GPU-accelerated period finding utilities

Project description

PeriodFind

    A collection of CUDA-accelerated periodicity detection algorithms, with both C++ and Python APIs. Includes a Rust-based CPU backend for environments without GPU hardware.
    
    ## Algorithms
    
    ### Period-Finding
    
    | Algorithm | Unified API | GPU (CUDA) | CPU (Rust) |
    |-----------|-------------|-----------|------------|
    | Conditional Entropy | `periodfind.ConditionalEntropy` | `periodfind.gpu.ConditionalEntropy` | `periodfind.cpu.ConditionalEntropy` |
    | Analysis of Variance | `periodfind.AOV` | `periodfind.gpu.AOV` | `periodfind.cpu.AOV` |
    | Lomb-Scargle | `periodfind.LombScargle` | `periodfind.gpu.LombScargle` | `periodfind.cpu.LombScargle` |
    | Fast Phase-folding Weighted | `periodfind.FPW` | `periodfind.gpu.FPW` | `periodfind.cpu.FPW` |
    | Box Least Squares | `periodfind.BoxLeastSquares` | `periodfind.gpu.BoxLeastSquares` | `periodfind.cpu.BoxLeastSquares` |
    
    ### Feature Extraction
    
    | Algorithm | Unified API | CPU (Rust) |
    |-----------|-------------|------------|
    | Fourier Decomposition | `periodfind.FourierDecomposition` | `periodfind.cpu.FourierDecomposition` |
    
    Fourier decomposition computes weighted linear least-squares Fourier fits with BIC model selection (0-5 harmonics) for a batch of light curves given pre-determined periods.
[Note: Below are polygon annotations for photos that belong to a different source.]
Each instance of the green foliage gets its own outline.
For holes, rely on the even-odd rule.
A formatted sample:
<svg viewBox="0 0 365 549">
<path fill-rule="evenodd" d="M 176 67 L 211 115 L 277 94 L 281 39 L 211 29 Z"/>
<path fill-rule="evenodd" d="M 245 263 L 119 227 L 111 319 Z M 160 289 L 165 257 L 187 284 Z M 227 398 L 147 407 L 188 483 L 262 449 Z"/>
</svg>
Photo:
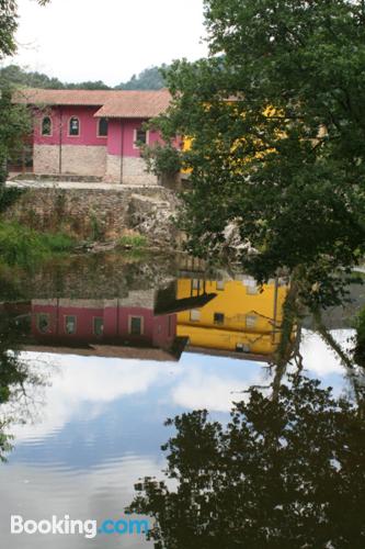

Returns 14 features per curve: `[power, BIC, offset, slope, A1, B1, A2, B2, A3, B3, A4, B4, A5, B5]`. This replaces the per-source `scipy.optimize.curve_fit` approach with a direct Cholesky solve, giving identical results orders of magnitude faster.
    
    ## Device API
    
    Periodfind provides a PyTorch-style device abstraction so you can write device-agnostic code. When no device is set, it auto-detects GPU availability (tries to import the CUDA extensions and runs `nvidia-smi`).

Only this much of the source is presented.